Numerical observation and analytical formulation of droplet impact and spreading around the thin vertical cylinder

Abstract

The dynamic characteristics of a water droplet impact on a thin vertical dry solid cylinder are delineated numerically. Finite volume-based axisymmetric simulations are carried out by employing the volume-of-fluid method to predict complex hydrodynamic behaviors. To simulate the present computational work, the conservation equations of mass, momentum, and volume fraction are solved. The droplet surface undergoes a continuous deformation during impact to the thin cylindrical target by resulting in various crucial stages: free fall, hitting, cap formation, encapsulation, uncovering, and detachment. The range of cylinder-to-droplet diameter ratio (Dc/Do) is considered to be from 0.13 to 0.4 for the present computational study to observe different deformation patterns of the droplet. The influence of contact angle (θ), Dc/Do, We, Oh, and Bo on the maximum deformation factor is elucidated from the numerical results.
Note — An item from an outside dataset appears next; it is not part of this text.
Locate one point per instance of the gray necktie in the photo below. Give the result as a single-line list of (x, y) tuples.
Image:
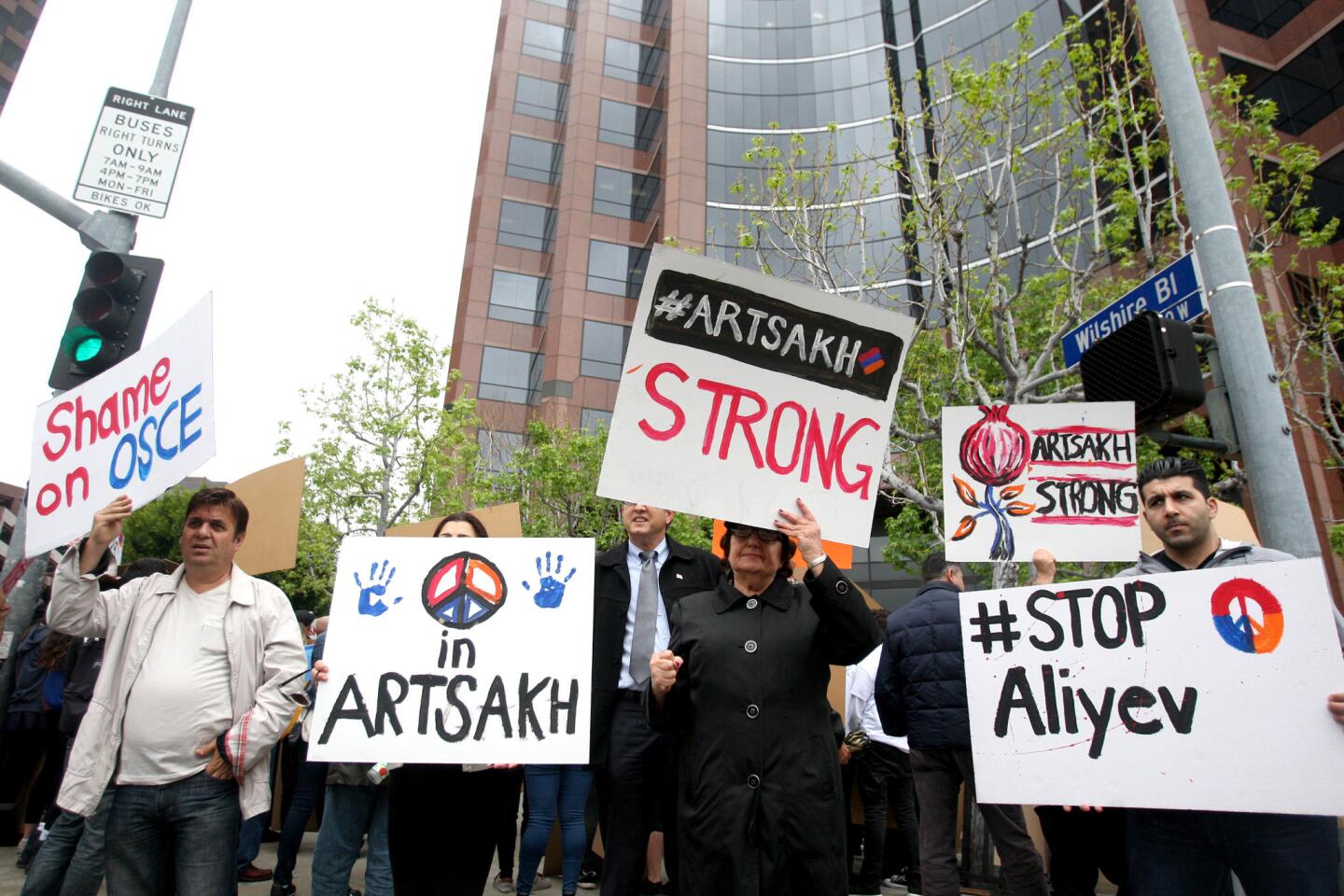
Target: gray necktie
[(645, 620)]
The findings show that the maximum deformation factor increases with the increasing We and the reducing contact angle. An analytical model has been formulated to elucidate the maximum deformation factor, which shows an excellent agreement with the numerical results. Furthermore, a correlation was developed to predict maximum deformation factors in terms of θ, Dc/Do, We, and Oh, which operates exceptionally well within ±1% of the computational data.